We have a little more wiggle room with the red blocks. Because the buffer can be processed as it is getting populated by the Process Load stage, we can merge them. Extrapolated, and using the input/output as the bottleneck, we come up with this:

SHA1 Parallel (2)

 

Notice that there’s still only one green section running at any single point along the horizontal. That’s the critical path, and dictates how many parallel operations we want to run at once.

It works out to 106 clock cycles for one cycle, assuming we run 5 hashes in parallel. So, 22 clocks per hash. Way better.

hmacpseudo

The next block up, the HMAC function, contains two SHA1 functions, which is sort of annoying. The second/outer call is also dependent on the output of the first/inner one, so I can’t parallelise that at all. To fill up the 5 SHA1 operations I have going at a time, I must also be running 5 separate HMAC operations.

There is one optimisation to be done, though, mentioned in the presentation. It’s not obvious how it’s useful in a concurrent environment, but bear with me.

Part of the algorithm requires two buffers to contain the ‘secret’ portion of the HMAC input, padded with 0x36 or 0x5c up to 64 bytes. The parent algorithm, PBKDF2, iterates two HMAC functions, 4092 times, all with the same secret variable. That can be calculated once and used for the entire loop.

If everything is done in parallel, then one would expect that the calculation could be done on-the-fly with little to no penalty. When you consider that each round of SHA1 is 64 bytes, however, you realise that a padded 64-byte input message, followed by the ‘secret’ variable requires two complete rounds of the SHA1 function to come up with the final result. But the first round of SHA1 results in the same output, every time, and can be precalculated. This turns the HMAC algo from what is effectively four SHA1 operations into only two.

 

pbkdf2pseudo

 

Note that they’ve actually written this algorithm incorrectly, there is an additional XOR to combine each stage of x1/x2 into a final result, but no matter for this discussion.

The PBKDF2 part is by far the most expensive step, because the area of most FPGAs will be too small to unroll 8192 copies of the SHA1 algorithm (which requires minimum (80 words * 4 bytes * 8 bits = 2560) bits of buffer space). One more optimization could be done, given the right conditions, and it’s a doozy:

The final, very last operation in the whole mess is to append x2 to x1. No hashing after that. That means the final output is two groups of 5 words (40 bytes total). This is the Pairwise Master Key. It is statistically unlikely that the first 20 bytes will be correct, but the second group would be wrong. This means that if we have the PMK and only need to verify it, we can do these calculations with exactly half the silicon area, or twice the speed.

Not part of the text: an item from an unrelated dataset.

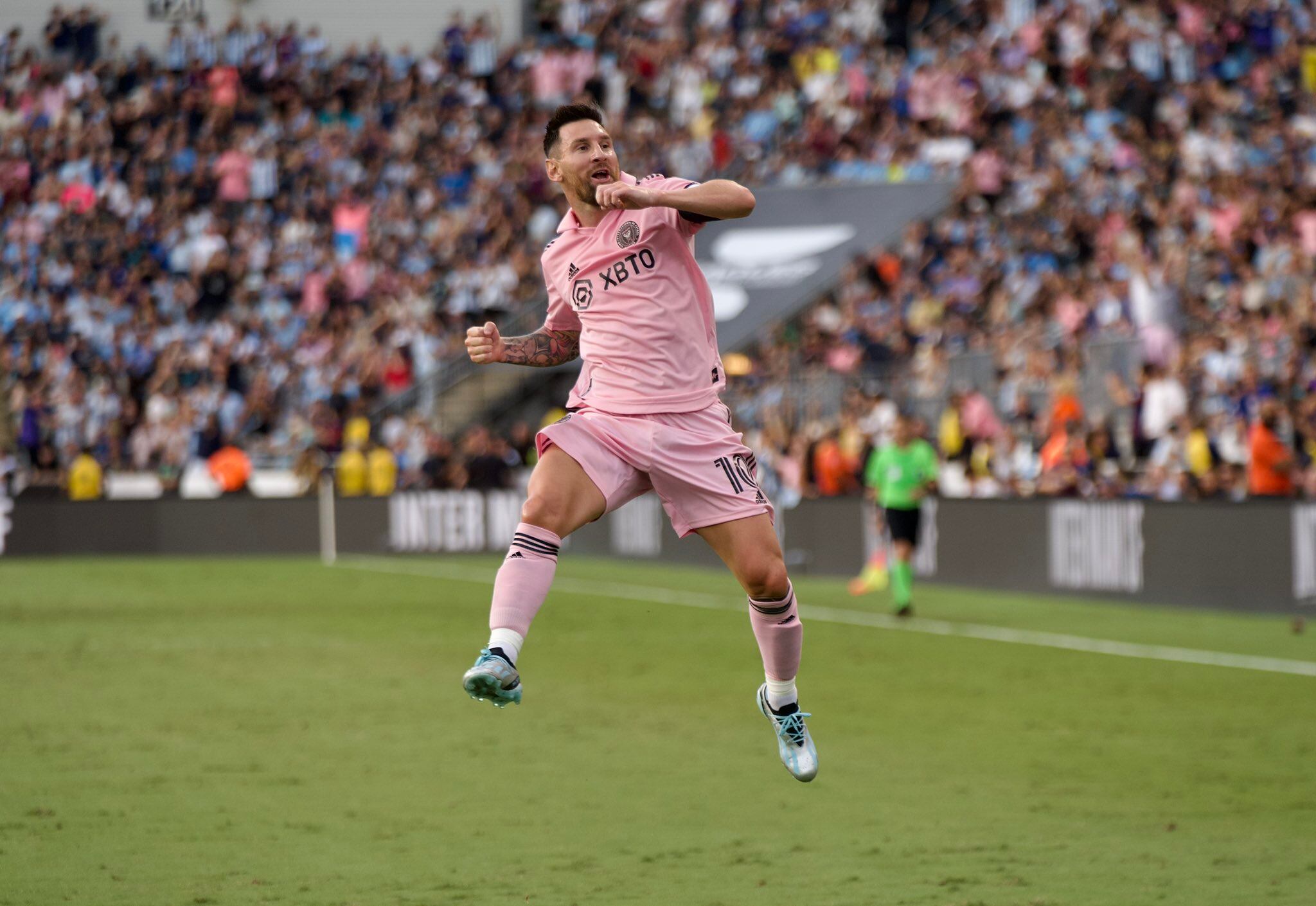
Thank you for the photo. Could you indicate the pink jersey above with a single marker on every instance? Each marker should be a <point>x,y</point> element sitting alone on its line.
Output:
<point>644,310</point>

Unfortunately, in this particular use-case we don’t have it, but it’s a great trick to keep up our sleeve.

 

 

So what do we have in this use-case?

 

We’ve gone from the wifi SSID and passphrase, known as the master key (MK), and from that, generated the Pre-Shared Key (PSK), which is known as the Pairwise Master Key in this particular implementation of the PBKDF2 algorithm.

To verify the PMK against the passphrase, something called the “Pairwise Key Expansion” is calculated. From the captured WPA2 packets, we have a few variables: client MAC address, AP MAC address, client nonce, AP nonce, and the Message Integrity Check (MIC), packet body.

The first four variables, along with the PMK get combined together in kind of an annoying way, and then compared against the MIC.

They just call it the pseudo-random function (PRF), and it goes kinda like this:

a = "Pairwise key expansion";
b = min(APMac, CMac) . max(APMac, CMac) . \
    min(APNonce, CNonce) . max(APNonce, CNonce);
r = "";
for(i = 0; i < 4; i++) {
    r = r . HMAC_SHA1(PMK, a . "\0" . b . chr(i));
}
return r[0:64];

 

Yeah, the actual string is used in the PRF.

This gives us the Pairwise Temporal Key (PTK), which is then combined with part of the (encrypted) body of the packet we captured:

 

mic = HMAC_SHA1(ptk[0:16], data[60:121]);

 

And then compare this to the MIC we’ve already captured! Easy, right?

No! It’s a huge pain and would add another HMAC_SHA1 block that we don’t really have room for. This will probably be implemented on the microcontroller firmware or the host software of my system.